The main aspect to this update was to introduce a new ‘Dupe Detection’ system that users have been screaming for. Like some of the recent changes Digg has rolled out, this seems to be another really useful change that will only make the submission process easier and cut down on duplicate submissions.
The changes begin as soon as you attempt to submit an article. Digg immediately goes to the source of your submission and scrapes the page, analyzing various aspects to determine if the content might be a duplicate.
If Digg suspects the content might be a duplicate, then they display the possible duplicate submissions for you to review, before you even begin the submission process.
Not only will it help to save time submitting content that is only going to end up being a duplicate anyhow, this will also help to solve some of the various tricks users would try in order to fool to duplicate content system, such as adding additional parameters to the end of the submission url.
“To better understand the nature of the problem, we analyzed the types of duplicate stories being submitted. Most common are the same stories from the same site, but with different URLs. Our R&D team came up with a solution that identifies these types of duplicates by using a document similarity algorithm. Look for a separate tech blog post on how this works, but it has proven to be a reliable way of identifying identical content from the same source.” — Digg Blog
At this point you either have to abandon the submission or click the ‘My story has no duplicates’ button, which could potentially put your account in jeopardy if it is indeed a duplicate story. (Be warned that even before this system, users were warned about submitting duplicate content. Digg will ban accounts for submitting obvious duplicate content.)

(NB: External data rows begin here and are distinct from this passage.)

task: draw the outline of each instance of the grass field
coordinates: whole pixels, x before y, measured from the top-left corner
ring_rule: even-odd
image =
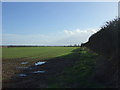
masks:
[[[3,87],[16,88],[89,88],[103,87],[94,80],[97,54],[81,47],[12,47],[3,48]],[[38,61],[47,63],[35,66]],[[28,62],[21,64],[21,62]],[[18,69],[17,67],[28,67]],[[44,70],[44,74],[31,72]],[[28,74],[18,77],[18,74]]]
[[[2,49],[3,59],[41,58],[47,59],[69,54],[78,47],[11,47]]]

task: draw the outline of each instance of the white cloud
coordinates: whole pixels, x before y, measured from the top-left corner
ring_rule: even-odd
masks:
[[[19,35],[3,34],[3,45],[70,45],[87,42],[88,38],[99,29],[63,30],[58,33]]]

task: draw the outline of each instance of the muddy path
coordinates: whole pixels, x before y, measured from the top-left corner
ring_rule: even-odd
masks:
[[[74,50],[71,54],[53,58],[47,61],[39,61],[34,65],[21,70],[11,79],[3,81],[3,88],[47,88],[49,86],[49,78],[60,75],[65,68],[69,68],[80,60],[79,50]],[[42,64],[40,64],[43,62]],[[24,62],[23,62],[24,64]],[[4,66],[3,66],[4,67]]]

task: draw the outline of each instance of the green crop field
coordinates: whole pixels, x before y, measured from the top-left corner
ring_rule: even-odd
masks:
[[[41,58],[48,59],[69,54],[78,47],[10,47],[2,49],[3,59]]]

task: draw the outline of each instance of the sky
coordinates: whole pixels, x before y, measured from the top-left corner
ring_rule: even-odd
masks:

“We’ll also be monitoring when certain Diggers choose to bypass high-confidence duplicates and will use this data to continue to improve the process going forward.” — Digg
Is the new system perfect?
No, as you can see in the picture below of a story that was release just a few minutes before its submission was attempted.
Digg found the following potential dupes:
However, at least you can make this determination at the beginning of the process instead of after you have filled out all the submission details.
If Digg does not detect any duplicate submissions after scanning the source, then you will not see this screen and will be shown Step 2 of the submission process.
One additional benefit to Digg scraping the source prior to being able to submit, is that they now automatically pull the title and a description (the first paragraph) as a recommendation.
In addition to the ‘Dupe Detection’ system being rolled out, Digg also made a few other minor changes.
Not sure how many people noticed, but Digg removed the ‘views’ count from the DiggBar. Originally it was only showing DiggBar views and since non-Digg users were being redirected, the data was inaccurate at best.
With the new updates today, the ‘views’ counter has returned, and should be showing all views to the content, not just the DiggBar views.
When looking at the various sections of Digg, you will notice a ‘more’ button that appears when you hover over an articles description. Clicking the ‘more’ button takes you to the article page where you can view the ongoing discussion in comments.
All in all, I think the addition of the new ‘Dupe Detection’ and the new submission process will help a lot in reducing duplication and the time it takes to submit your stories.
Edit: This post just hit the front page of Digg… Funny part is that it went to the front page at the exact same time as the Digg Blog post about… the same exact topic.
I actually did not know the Digg blog post was out when I wrote this article, and did not know it was up until Jen emailed me the link.
Also both articles are quite different, Digg’s being about announcing the feature, and mine explaining what it does and walking through the process.
So I would hardly consider the example above to be a failure in the detection system.